Ese abril, Don Unzué amaneció con la garganta lacerada. Los sirvientes le afirmaron a la policía que no habían oído nada la noche anterior, pero Helen sabía que se trataba de ese indio Pampa. La expresión funesta de la víctima le recordó a la de su padre. Debía escapar de allí cuanto antes. Guardó sus pertenencias en su baúl y le rogó a los oficiales que la alcanzaran al pueblo más cercano. No sería ella la que les diría a los niños que su padre había sido asesinado. Allí gastó el poco dinero que tenía en un pasaje de tren a Buenos Aires. Por fin la pradera se desvanecía, el cielo eterno, el viento inclemente y su Menelao captor.

Al bajar del tren, Helen volvió a sentir el vértigo de una capital. Hombres monumentales y resueltos, el abrazo constante de las paredes, colores danzando sobre el gris, diareros cantando las noticias. En menos de una semana, ya había conseguido trabajo como maestra de literatura en un colegio inglés de Hurlingam. Hasta había alquilado un cuarto decente en una pensión aledaña a una iglesia anglicana.

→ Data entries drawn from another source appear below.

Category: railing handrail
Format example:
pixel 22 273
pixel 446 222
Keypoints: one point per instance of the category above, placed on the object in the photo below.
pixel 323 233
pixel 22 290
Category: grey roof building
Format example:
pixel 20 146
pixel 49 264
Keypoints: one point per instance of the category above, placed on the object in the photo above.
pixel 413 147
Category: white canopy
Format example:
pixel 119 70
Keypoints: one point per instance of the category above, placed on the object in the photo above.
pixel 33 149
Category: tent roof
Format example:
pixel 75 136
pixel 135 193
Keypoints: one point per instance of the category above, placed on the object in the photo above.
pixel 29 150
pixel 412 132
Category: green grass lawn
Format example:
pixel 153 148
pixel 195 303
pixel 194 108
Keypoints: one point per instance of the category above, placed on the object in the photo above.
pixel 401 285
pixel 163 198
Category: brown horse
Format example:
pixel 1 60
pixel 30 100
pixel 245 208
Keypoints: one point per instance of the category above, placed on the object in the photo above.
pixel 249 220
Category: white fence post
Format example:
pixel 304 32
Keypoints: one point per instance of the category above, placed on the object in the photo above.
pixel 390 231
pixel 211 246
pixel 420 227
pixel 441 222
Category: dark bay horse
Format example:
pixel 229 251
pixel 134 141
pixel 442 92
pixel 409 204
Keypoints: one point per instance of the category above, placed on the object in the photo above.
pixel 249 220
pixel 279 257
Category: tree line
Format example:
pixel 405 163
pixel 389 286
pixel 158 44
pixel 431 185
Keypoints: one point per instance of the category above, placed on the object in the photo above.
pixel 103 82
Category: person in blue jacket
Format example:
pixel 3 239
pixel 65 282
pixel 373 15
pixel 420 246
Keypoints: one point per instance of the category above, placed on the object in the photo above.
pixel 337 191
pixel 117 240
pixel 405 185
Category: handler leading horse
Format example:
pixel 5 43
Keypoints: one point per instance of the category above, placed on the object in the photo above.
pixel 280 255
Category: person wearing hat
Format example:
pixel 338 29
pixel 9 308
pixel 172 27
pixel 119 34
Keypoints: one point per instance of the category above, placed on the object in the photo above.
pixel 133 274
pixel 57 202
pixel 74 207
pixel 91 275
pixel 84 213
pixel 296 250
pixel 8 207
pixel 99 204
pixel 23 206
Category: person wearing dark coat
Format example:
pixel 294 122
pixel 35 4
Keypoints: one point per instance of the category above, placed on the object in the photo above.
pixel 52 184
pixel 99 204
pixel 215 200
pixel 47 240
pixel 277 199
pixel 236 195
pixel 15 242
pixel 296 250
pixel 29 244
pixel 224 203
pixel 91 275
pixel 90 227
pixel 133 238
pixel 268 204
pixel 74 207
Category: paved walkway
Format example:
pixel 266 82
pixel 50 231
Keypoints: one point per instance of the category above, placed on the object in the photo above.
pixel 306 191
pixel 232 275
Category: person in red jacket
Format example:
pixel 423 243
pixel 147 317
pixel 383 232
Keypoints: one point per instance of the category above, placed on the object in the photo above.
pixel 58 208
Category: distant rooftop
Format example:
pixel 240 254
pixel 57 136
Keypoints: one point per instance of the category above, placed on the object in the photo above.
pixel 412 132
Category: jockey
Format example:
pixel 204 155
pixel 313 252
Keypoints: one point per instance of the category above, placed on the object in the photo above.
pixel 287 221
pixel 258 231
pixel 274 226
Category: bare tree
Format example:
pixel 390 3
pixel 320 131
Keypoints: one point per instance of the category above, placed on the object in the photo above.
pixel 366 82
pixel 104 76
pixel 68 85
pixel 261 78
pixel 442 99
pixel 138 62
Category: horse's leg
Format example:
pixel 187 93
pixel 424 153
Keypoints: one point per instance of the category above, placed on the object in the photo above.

Ese domingo celebró misa en su lengua y la ciudad se pareció aún más a su hogar. En el atrio de la iglesia, una multitud de señoras la aguardaban para hacerle infinidad de preguntas e invitarla al té de la tarde. Al quedarse sola, escrutó el cielo y sonrió sin quererlo. Al costado de las escaleras, un hombre de cabellera prieta canturreaba en italiano mientras cortaba el pasto. Helen apretó con ansiedad el sobre cerrado que llevaba a diario en su bolsillo. Debía de ser él. Debía de ser el muchacho del barco. Calma, tendría muchos domingos para averiguarlo. Después de todo, ahora era Helena de Buenos Aires.